2. lastIndexes[leng++] = i.
3. Else get the position of arr[i] using binary search and do the following.
1. Update the value at firstIndexes[i] to lastIndexes[position-1].
2. Update the value of the lastIndexes[position] to i.
3. Print the array, by initializing the value of i to the firstIndexes[i].Explanation
We have given an array of integers and we have asked to construct the longest increasing subsequence. For this, we will be using two arrays lastIndexes and firstIndexes and fill it with the value of 0 and -1 respectively. firstIndexes array will be initialized as 1. Because this will be storing the values as positions as indexes. We will be updating the values while traversing the array.

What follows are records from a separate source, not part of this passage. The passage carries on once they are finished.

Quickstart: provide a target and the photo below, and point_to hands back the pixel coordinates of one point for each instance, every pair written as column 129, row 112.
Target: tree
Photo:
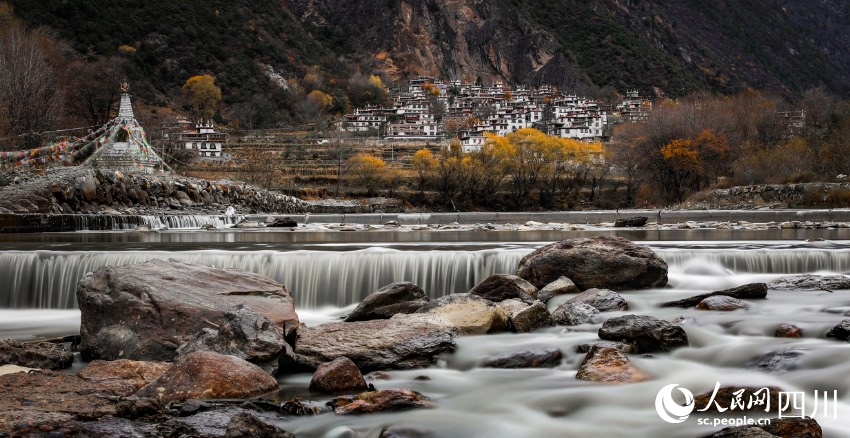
column 367, row 171
column 203, row 95
column 30, row 98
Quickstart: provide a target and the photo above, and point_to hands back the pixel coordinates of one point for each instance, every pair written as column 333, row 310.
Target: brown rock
column 210, row 375
column 721, row 303
column 145, row 311
column 609, row 365
column 43, row 355
column 122, row 377
column 384, row 400
column 788, row 331
column 502, row 287
column 339, row 375
column 601, row 262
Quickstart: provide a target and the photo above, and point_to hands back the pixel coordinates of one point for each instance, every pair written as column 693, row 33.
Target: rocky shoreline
column 180, row 349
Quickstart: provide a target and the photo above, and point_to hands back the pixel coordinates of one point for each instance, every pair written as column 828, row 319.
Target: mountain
column 664, row 47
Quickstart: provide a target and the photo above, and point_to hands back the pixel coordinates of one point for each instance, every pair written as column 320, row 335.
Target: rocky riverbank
column 179, row 349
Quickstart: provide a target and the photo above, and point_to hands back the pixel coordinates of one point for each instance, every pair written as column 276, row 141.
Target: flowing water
column 328, row 277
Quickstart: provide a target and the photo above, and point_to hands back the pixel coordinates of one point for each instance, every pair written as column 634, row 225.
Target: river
column 329, row 272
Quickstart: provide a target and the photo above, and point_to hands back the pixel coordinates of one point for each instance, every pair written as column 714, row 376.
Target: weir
column 48, row 279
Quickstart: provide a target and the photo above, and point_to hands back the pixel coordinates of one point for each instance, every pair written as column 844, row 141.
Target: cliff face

We are going to traverse the array from 1 to n. Where n is the length of the array. While traversing, array lastIndexes will be used as a position or index of an array. We will check some conditions we are going to check if the current array element is less than the array of lastIndexes[leng-1]. Length is initially defined as 1, which means at least we will have the subsequence of length 1. So if the above condition is true then update the lastIndexes[0] to 1.
We need to check if the arr[i] is greater than the array of lastIndexes[n-1]. Then update both of the arrays, set firstIndexes[i] to last value of lastIndexes[n-1] and lastIndexes[leng] to i and increase the value of leng value. Else we have to find out the current array element position. For this, we will be using the binary search and get that index to the position. And update the value of lastIndexes[position-1] to firstIndexes[i] and lastIndexes[position] to i.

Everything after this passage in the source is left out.